Gosselin died in 1859 and by 1866 the house was occupied by Percy Beale Neame, a hop farmer who, in 1864, had become a partner in the Faversham brewing business which became known as Shepherd Neame. Neame and his wife Florence, lived at the house until his death at the age of 76 in 1913 and all ten of his children were born there. On his death the estate, including the business, of which he was the sole owner, as well as the house was worth £240,000.

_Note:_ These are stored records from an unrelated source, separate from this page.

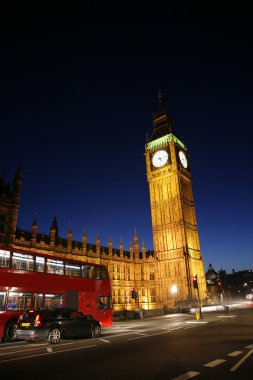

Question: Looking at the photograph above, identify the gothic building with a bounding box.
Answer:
[0,94,207,311]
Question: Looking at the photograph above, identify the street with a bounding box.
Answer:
[0,309,253,380]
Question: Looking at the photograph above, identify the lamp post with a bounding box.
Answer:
[170,285,177,307]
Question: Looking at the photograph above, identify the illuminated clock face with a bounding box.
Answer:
[178,150,188,169]
[152,150,168,168]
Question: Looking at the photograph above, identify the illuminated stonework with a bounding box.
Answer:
[0,97,206,311]
[146,96,207,307]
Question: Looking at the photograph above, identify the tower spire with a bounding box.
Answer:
[147,90,173,142]
[156,90,166,117]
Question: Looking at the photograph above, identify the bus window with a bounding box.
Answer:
[12,252,33,272]
[0,249,11,268]
[0,292,6,311]
[7,292,32,310]
[82,265,95,278]
[65,262,81,277]
[44,294,63,308]
[95,267,102,280]
[33,293,44,309]
[47,259,63,274]
[98,296,112,310]
[35,256,45,272]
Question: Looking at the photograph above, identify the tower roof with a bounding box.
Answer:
[147,90,173,142]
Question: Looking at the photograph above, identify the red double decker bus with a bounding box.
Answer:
[0,246,112,341]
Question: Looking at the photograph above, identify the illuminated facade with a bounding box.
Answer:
[146,94,207,307]
[0,96,206,311]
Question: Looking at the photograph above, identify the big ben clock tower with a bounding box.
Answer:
[145,93,207,307]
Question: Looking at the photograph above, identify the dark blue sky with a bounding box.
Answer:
[0,1,253,272]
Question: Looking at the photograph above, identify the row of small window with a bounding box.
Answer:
[0,292,63,310]
[0,250,108,280]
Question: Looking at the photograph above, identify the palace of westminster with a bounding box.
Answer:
[0,93,207,311]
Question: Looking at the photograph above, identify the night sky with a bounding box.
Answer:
[0,1,253,273]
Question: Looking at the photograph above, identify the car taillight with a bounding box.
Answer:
[34,314,41,327]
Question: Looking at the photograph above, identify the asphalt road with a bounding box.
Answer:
[0,309,253,380]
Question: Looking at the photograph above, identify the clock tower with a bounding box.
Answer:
[145,93,207,307]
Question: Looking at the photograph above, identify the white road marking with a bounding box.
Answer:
[172,371,200,380]
[230,349,253,372]
[228,351,243,356]
[0,344,97,363]
[185,321,208,324]
[127,330,171,340]
[204,359,226,368]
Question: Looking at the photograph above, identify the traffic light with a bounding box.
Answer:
[131,288,138,299]
[192,275,198,289]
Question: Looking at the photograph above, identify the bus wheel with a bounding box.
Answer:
[4,321,17,342]
[47,327,61,344]
[91,324,101,338]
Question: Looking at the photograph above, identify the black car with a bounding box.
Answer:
[16,308,101,344]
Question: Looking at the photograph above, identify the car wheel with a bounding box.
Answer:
[91,324,101,338]
[4,321,17,342]
[47,327,61,344]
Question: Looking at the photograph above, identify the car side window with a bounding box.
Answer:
[61,310,70,319]
[71,310,83,319]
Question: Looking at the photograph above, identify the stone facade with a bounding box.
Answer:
[0,95,207,311]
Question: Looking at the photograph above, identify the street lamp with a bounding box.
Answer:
[170,285,177,306]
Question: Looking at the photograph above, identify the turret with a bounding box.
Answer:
[67,227,72,253]
[83,232,87,255]
[31,215,38,247]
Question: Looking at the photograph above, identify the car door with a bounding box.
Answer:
[71,310,92,337]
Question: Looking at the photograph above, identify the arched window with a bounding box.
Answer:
[0,212,6,233]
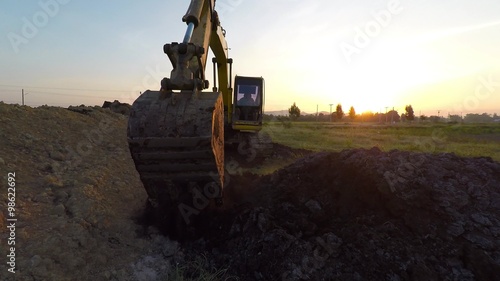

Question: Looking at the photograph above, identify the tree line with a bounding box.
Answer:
[278,102,500,123]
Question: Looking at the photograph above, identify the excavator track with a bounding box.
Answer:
[128,90,224,213]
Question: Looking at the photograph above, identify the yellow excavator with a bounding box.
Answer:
[127,0,265,223]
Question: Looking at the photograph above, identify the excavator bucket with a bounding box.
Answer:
[128,90,224,207]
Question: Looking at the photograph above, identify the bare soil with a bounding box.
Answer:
[0,103,500,280]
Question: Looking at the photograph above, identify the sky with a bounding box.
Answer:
[0,0,500,116]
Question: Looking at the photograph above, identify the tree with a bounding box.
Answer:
[335,103,344,120]
[405,104,415,121]
[349,106,356,120]
[288,102,300,120]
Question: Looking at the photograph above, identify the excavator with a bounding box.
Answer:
[127,0,265,222]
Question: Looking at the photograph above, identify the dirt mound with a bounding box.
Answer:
[0,103,500,280]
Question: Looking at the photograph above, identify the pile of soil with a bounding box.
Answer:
[0,103,500,280]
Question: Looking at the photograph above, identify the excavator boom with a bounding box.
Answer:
[127,0,263,232]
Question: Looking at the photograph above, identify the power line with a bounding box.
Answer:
[30,91,120,99]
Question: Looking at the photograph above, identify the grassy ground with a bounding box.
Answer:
[263,121,500,162]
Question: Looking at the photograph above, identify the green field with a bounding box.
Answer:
[263,121,500,162]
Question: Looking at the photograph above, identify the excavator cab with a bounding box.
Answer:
[232,76,264,132]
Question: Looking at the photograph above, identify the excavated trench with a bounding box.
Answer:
[139,148,500,280]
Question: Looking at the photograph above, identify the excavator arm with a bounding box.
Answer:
[127,0,232,222]
[161,0,232,121]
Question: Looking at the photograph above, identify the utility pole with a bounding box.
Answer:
[21,89,28,105]
[330,103,333,122]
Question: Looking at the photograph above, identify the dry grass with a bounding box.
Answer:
[264,122,500,162]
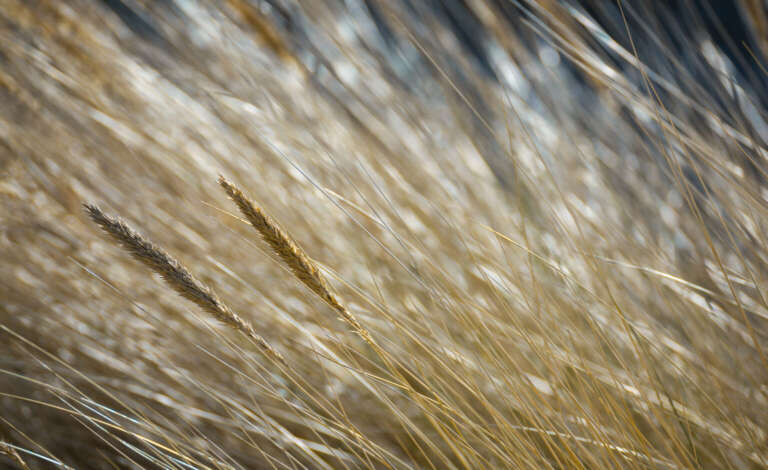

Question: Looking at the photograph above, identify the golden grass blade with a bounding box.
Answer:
[84,204,284,362]
[219,176,375,345]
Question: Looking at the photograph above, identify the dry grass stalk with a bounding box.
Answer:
[84,204,284,362]
[0,441,29,470]
[219,176,375,345]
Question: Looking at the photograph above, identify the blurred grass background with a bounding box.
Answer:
[0,0,768,469]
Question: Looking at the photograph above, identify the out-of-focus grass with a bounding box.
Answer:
[0,0,768,469]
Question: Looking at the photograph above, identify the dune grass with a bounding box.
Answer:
[0,0,768,470]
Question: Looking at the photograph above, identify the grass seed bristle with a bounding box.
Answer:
[84,204,284,362]
[219,176,374,344]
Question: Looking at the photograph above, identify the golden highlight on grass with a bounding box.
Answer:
[83,204,284,362]
[219,176,375,345]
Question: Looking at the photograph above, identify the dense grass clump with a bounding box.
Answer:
[0,0,768,470]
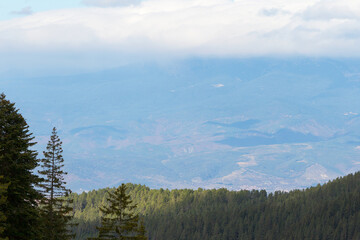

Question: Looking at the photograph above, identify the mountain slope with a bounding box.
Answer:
[71,172,360,240]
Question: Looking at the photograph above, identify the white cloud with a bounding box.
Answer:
[82,0,141,7]
[212,83,224,88]
[0,0,360,71]
[11,6,33,15]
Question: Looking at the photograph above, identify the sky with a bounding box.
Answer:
[0,0,360,74]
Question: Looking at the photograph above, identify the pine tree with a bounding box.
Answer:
[89,184,147,240]
[39,127,74,240]
[0,94,41,240]
[0,176,9,240]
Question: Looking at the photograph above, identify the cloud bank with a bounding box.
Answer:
[0,0,360,73]
[11,6,33,15]
[82,0,141,7]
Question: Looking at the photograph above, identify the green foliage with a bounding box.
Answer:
[70,172,360,240]
[0,176,10,240]
[90,184,146,240]
[39,128,74,240]
[0,94,41,240]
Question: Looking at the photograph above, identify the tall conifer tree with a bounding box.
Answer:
[0,93,41,240]
[0,176,9,240]
[39,127,73,240]
[89,184,147,240]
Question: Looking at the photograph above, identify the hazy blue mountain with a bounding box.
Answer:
[0,58,360,191]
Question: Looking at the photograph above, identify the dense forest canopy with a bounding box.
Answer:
[70,172,360,240]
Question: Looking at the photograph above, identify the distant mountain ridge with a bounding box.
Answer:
[0,58,360,191]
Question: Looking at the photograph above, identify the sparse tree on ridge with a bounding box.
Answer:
[0,93,41,240]
[39,127,73,240]
[89,184,147,240]
[0,176,9,240]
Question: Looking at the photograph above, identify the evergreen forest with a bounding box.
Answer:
[70,172,360,240]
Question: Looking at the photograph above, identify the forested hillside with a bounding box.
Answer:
[71,172,360,240]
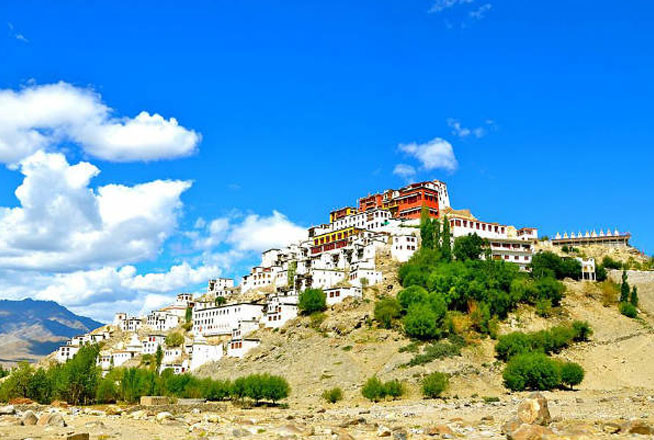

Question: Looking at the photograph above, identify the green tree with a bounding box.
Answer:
[502,353,561,391]
[629,286,638,307]
[441,216,452,261]
[422,371,449,399]
[397,286,429,311]
[154,344,163,374]
[375,297,402,328]
[420,205,434,249]
[404,304,444,340]
[298,289,327,315]
[452,232,488,261]
[560,362,584,388]
[620,270,630,302]
[166,332,184,347]
[361,376,386,402]
[322,387,343,403]
[431,218,442,252]
[59,345,100,405]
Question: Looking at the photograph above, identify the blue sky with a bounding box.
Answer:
[0,0,654,319]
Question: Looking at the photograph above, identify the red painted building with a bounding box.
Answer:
[359,180,449,219]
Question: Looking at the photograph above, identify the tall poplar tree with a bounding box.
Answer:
[441,216,452,261]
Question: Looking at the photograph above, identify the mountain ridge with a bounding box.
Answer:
[0,298,103,364]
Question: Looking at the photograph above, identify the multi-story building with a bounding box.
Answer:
[359,180,450,219]
[142,334,166,354]
[207,278,234,298]
[447,210,538,269]
[193,303,264,337]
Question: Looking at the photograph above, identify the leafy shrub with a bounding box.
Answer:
[572,321,593,342]
[602,255,622,269]
[322,387,343,403]
[361,376,386,402]
[397,286,429,311]
[384,380,404,399]
[495,332,532,362]
[495,321,592,361]
[208,376,232,402]
[502,353,561,391]
[422,372,449,399]
[166,332,184,347]
[404,304,442,340]
[361,376,404,402]
[620,302,638,318]
[375,297,402,328]
[298,289,327,315]
[560,362,584,388]
[452,233,488,261]
[407,336,465,367]
[536,299,552,318]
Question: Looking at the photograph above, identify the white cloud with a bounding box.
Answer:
[190,211,307,253]
[429,0,475,13]
[0,263,221,321]
[468,3,493,20]
[393,163,416,179]
[227,211,307,252]
[0,82,201,164]
[447,118,486,139]
[399,137,458,171]
[0,152,191,271]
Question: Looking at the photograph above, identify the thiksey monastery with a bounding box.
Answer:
[56,180,615,373]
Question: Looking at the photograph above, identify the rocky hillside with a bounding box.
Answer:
[198,244,654,405]
[0,299,102,364]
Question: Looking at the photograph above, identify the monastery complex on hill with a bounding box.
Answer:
[56,180,628,373]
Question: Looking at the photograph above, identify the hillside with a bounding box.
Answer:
[0,299,102,364]
[198,244,654,405]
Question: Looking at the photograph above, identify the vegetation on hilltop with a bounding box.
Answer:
[371,206,591,390]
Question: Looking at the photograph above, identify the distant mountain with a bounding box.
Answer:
[0,299,103,363]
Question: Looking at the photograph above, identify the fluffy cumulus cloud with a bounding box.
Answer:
[0,82,201,164]
[191,211,307,254]
[0,151,228,320]
[393,163,416,179]
[399,138,458,171]
[0,152,191,271]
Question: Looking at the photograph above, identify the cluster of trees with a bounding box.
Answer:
[495,321,592,391]
[361,376,405,402]
[618,270,638,318]
[374,244,581,340]
[502,352,584,391]
[362,372,449,402]
[322,387,343,403]
[0,345,290,405]
[0,345,100,405]
[297,289,327,315]
[495,321,593,362]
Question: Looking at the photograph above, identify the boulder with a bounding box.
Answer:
[506,423,554,440]
[36,413,66,428]
[426,425,454,438]
[0,415,23,426]
[105,405,123,416]
[129,409,148,420]
[0,405,16,416]
[620,419,654,435]
[377,426,392,437]
[64,432,89,440]
[22,409,39,426]
[141,396,170,406]
[157,411,174,422]
[518,393,552,426]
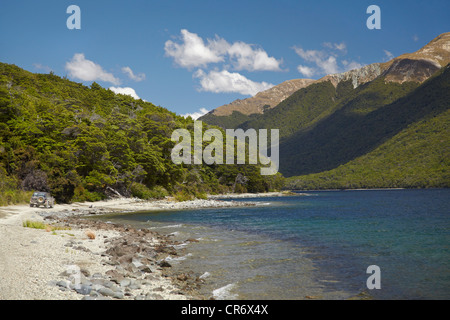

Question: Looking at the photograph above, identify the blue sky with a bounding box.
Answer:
[0,0,450,114]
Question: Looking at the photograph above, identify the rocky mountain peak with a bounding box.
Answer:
[213,79,315,116]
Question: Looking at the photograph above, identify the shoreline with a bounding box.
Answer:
[0,193,292,300]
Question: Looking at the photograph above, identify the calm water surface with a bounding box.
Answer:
[96,189,450,300]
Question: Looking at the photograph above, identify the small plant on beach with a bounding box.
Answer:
[22,220,70,232]
[174,190,194,202]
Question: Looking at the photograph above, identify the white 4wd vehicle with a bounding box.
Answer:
[30,192,55,208]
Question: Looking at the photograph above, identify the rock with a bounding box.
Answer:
[98,287,116,297]
[56,280,69,289]
[139,265,152,273]
[159,260,172,268]
[145,293,164,300]
[75,284,92,295]
[120,278,131,287]
[177,273,188,281]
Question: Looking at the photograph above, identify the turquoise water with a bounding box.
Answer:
[98,189,450,300]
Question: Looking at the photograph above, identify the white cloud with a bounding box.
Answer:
[297,65,315,77]
[109,87,140,100]
[164,29,281,71]
[323,42,347,53]
[66,53,120,85]
[383,50,395,61]
[294,42,363,77]
[194,70,273,96]
[227,42,281,71]
[181,108,209,120]
[33,63,53,73]
[342,60,363,71]
[164,29,223,68]
[122,67,145,82]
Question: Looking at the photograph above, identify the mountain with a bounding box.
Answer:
[199,79,315,128]
[204,33,450,188]
[0,63,278,205]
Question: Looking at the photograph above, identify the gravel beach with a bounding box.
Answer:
[0,198,260,300]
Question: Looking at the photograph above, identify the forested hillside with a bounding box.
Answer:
[0,63,282,204]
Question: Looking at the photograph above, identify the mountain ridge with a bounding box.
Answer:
[199,32,450,127]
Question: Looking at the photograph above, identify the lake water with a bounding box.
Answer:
[96,189,450,300]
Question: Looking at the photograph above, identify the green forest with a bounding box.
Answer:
[204,66,450,190]
[0,63,283,205]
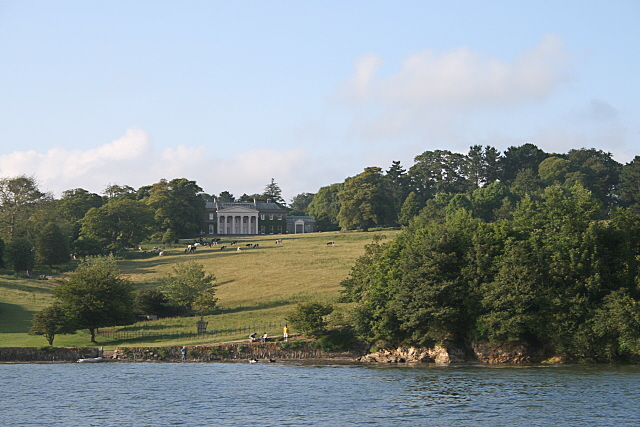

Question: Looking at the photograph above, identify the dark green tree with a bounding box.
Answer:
[398,191,423,225]
[307,183,344,231]
[409,150,469,200]
[286,302,333,338]
[80,198,153,253]
[146,178,205,240]
[36,222,70,268]
[289,193,315,215]
[218,191,236,203]
[29,303,77,345]
[262,178,286,206]
[53,256,135,342]
[337,167,396,231]
[162,261,217,314]
[0,175,46,240]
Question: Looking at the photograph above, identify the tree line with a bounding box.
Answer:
[0,176,284,273]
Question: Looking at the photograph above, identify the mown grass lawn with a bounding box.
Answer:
[0,230,398,348]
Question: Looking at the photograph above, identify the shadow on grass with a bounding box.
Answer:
[0,302,33,334]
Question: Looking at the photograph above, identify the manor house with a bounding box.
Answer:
[205,199,316,235]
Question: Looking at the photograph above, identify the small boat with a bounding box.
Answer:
[78,357,102,363]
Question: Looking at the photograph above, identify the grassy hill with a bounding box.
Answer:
[0,230,397,348]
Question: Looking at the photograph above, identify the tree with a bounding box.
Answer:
[218,191,236,203]
[499,143,549,184]
[0,175,45,239]
[29,303,77,345]
[307,183,344,231]
[286,302,333,338]
[337,167,396,231]
[398,191,422,225]
[53,256,135,342]
[289,193,315,215]
[162,261,217,311]
[36,222,69,268]
[102,184,138,200]
[146,178,206,239]
[618,156,640,209]
[4,239,35,276]
[409,150,469,200]
[58,188,104,222]
[80,198,153,253]
[262,178,286,206]
[463,145,500,189]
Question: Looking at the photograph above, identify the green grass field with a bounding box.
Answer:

Florence remarried in 1915 and the house, which was empty, was used as a Voluntary Aid Detachment hospital during World War I. After the war it was used as a home for refugee children from Serbia and in 1921 it became a National Children's Home property, closing in the 1930s. The building, which is a Grade II listed building, was later used as an office by the Ministry of National Insurance and by the Kent Agricultural Emergency Committee. It is now divided into residential flats.